梅雨特有のじめっとした感じでもなく、まさに「結婚式日和」の晴天の下。
私、小花衣 紬生は、人生初レベルの重力を感じていた。
「……っ、ふぅ……」
早朝からまずは風呂へ放り込まれ、さっぱりしたのもつかの間。
あれよあれよと、化粧に着付けに大忙しだったのだ。姿勢が少々悪くなってしまうのは許してほしい。
それに何より、白無垢が……。
様子を確かめにきたスタッフさんが、和室に用意されていたウッドチェアに崩れる私を目に留めて、血相を変えてとんでくる。
「紬生様っ!姿勢を崩されてはなりませんよ。せっかくのご衣装が、皺になってしまいますっ」
ましてや孤月院。どうか、完璧なお姿で臨まれてくださいませ。
半ば脅し文句のような言葉を添えて、ついでに乱れていた裾を細かく調整してから、やっと退出していく彼女。

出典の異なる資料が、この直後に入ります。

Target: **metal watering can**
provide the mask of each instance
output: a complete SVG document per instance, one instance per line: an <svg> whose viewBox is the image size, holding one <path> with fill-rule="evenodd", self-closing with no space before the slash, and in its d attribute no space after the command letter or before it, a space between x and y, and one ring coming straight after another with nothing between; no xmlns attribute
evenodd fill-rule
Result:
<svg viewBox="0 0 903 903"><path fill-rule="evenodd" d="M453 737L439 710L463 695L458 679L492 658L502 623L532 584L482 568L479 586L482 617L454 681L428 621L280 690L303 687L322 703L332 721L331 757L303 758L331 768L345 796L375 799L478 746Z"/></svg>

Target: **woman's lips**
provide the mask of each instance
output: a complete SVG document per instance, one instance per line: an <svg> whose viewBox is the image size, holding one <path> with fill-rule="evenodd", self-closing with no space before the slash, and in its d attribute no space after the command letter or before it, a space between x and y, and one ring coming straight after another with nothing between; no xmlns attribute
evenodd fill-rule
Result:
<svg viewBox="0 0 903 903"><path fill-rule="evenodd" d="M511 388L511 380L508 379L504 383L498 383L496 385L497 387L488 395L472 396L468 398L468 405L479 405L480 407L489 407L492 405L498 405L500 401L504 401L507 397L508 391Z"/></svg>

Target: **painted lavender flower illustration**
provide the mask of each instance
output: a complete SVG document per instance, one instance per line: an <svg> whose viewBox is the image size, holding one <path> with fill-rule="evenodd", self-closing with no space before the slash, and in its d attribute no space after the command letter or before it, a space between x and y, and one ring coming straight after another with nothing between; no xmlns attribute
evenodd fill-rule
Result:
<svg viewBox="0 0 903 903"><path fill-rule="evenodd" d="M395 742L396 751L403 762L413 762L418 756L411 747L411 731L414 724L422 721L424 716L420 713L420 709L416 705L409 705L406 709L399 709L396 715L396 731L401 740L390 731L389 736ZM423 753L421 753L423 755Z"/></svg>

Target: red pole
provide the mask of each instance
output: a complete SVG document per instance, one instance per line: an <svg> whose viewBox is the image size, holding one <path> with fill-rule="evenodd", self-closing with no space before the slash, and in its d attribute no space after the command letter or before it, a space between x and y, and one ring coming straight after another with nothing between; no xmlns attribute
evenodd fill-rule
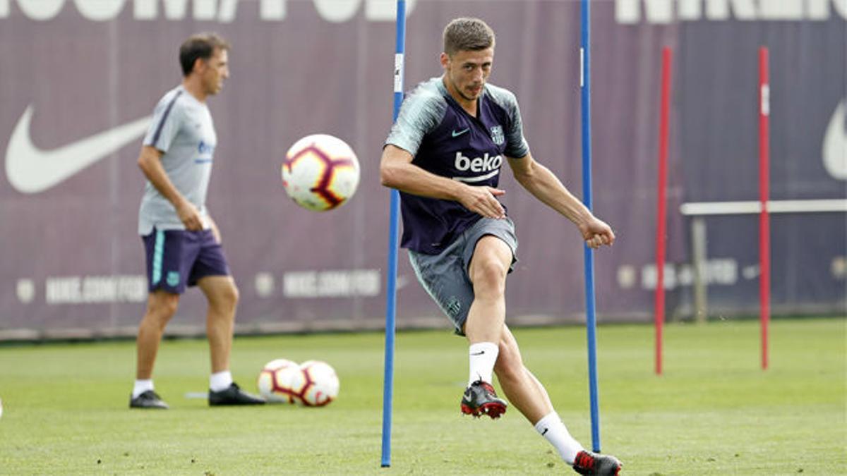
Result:
<svg viewBox="0 0 847 476"><path fill-rule="evenodd" d="M771 86L767 79L767 48L759 48L759 319L761 322L761 368L767 368L767 324L771 320L771 232L767 213L768 197L768 118L771 113Z"/></svg>
<svg viewBox="0 0 847 476"><path fill-rule="evenodd" d="M665 323L665 241L667 208L667 132L671 105L671 48L662 50L662 110L659 120L659 180L656 213L656 374L662 375L662 331Z"/></svg>

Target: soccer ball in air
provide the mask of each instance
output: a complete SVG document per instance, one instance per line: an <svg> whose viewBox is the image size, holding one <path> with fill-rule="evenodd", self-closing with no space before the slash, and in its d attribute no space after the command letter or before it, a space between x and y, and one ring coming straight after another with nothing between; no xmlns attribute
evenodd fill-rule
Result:
<svg viewBox="0 0 847 476"><path fill-rule="evenodd" d="M297 205L318 212L343 205L359 185L359 161L344 141L327 134L294 143L282 164L282 185Z"/></svg>
<svg viewBox="0 0 847 476"><path fill-rule="evenodd" d="M297 363L285 358L272 360L259 373L259 395L271 403L294 403L291 383L300 374Z"/></svg>

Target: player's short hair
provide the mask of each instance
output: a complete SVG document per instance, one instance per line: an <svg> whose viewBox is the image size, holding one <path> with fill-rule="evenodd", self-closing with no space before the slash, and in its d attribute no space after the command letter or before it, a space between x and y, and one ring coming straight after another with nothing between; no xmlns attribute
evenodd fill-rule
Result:
<svg viewBox="0 0 847 476"><path fill-rule="evenodd" d="M198 58L203 60L212 58L216 48L229 50L230 43L217 33L197 33L189 36L180 46L182 75L187 76L191 73Z"/></svg>
<svg viewBox="0 0 847 476"><path fill-rule="evenodd" d="M444 28L444 53L450 56L493 47L494 30L478 18L457 18Z"/></svg>

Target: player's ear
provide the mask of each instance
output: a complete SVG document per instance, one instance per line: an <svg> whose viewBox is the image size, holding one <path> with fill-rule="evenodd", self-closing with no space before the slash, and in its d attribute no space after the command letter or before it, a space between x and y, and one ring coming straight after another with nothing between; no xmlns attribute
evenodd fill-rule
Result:
<svg viewBox="0 0 847 476"><path fill-rule="evenodd" d="M202 58L198 58L194 60L194 67L191 69L191 71L195 73L202 73L205 68L206 60Z"/></svg>

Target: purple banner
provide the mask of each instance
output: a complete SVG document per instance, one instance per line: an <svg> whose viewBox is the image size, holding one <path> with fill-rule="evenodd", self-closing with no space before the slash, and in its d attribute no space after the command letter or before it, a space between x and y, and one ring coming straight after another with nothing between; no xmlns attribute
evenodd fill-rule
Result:
<svg viewBox="0 0 847 476"><path fill-rule="evenodd" d="M579 196L579 3L407 5L407 89L440 74L447 21L482 17L497 33L491 82L517 94L534 157ZM771 198L847 199L847 11L838 0L592 5L594 208L618 240L595 255L598 316L652 313L669 46L667 313L688 318L691 219L679 206L758 196L759 47L771 58ZM0 0L0 340L135 332L147 298L136 159L155 102L180 80L178 46L202 30L232 43L230 78L208 101L219 144L208 203L241 290L238 329L381 327L394 30L390 0ZM347 141L362 166L356 196L324 213L295 205L280 178L287 148L313 133ZM520 242L508 322L579 322L575 227L509 173L501 185ZM755 215L707 223L711 308L755 313ZM845 230L844 211L772 219L774 312L844 312ZM405 252L398 285L399 326L447 328ZM204 319L191 290L169 331L202 332Z"/></svg>

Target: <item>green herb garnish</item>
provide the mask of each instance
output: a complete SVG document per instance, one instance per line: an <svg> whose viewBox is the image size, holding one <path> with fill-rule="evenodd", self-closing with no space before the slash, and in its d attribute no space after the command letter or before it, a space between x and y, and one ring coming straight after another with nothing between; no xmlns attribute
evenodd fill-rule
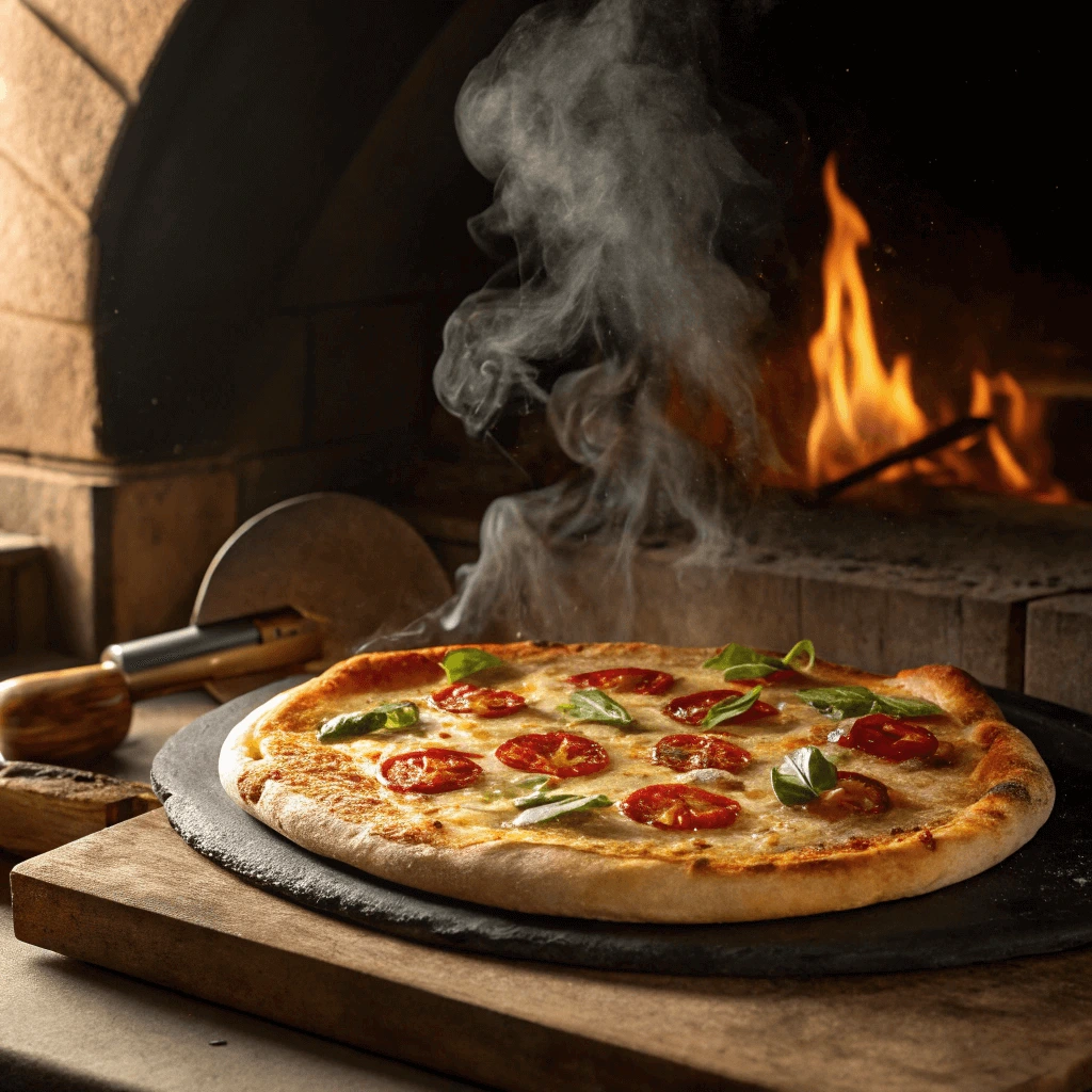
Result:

その後ろ姿を見届けて……今度こそ白無垢の形が崩れない程度に背中を曲げる。
お、重い……重すぎる。
着付けをされている最中にも感じたが、やはり風格ある白無垢だけあって、何枚も重ね着しているのだ。
その分、重量というか……まあ、体に掛かる圧力は、普段の何倍にもなるわけで。
結果、早々にへばっていた。
だがしかし、気疲れの原因はなにも体を圧迫してくる花嫁衣装だけに限らない。
私は隣の部屋から聞こえてくる話し声に耳を澄ませる。
――まあ、燈矢様。ご立派でいらっしゃいます。
――紬生の用意はできているのか。
――はい。既にご準備を終えて、お部屋でお待ちいただいております。
ふいに私の名前が呼ばれた気がして、余計に肩に力が加わった。
目の前の大きな姿見に映る自分の姿に、嫌でも現実に引き戻される。
そう。
今日は私、小花衣 紬生と――狐月院 燈矢の、一生に一度の大晴れ舞台である。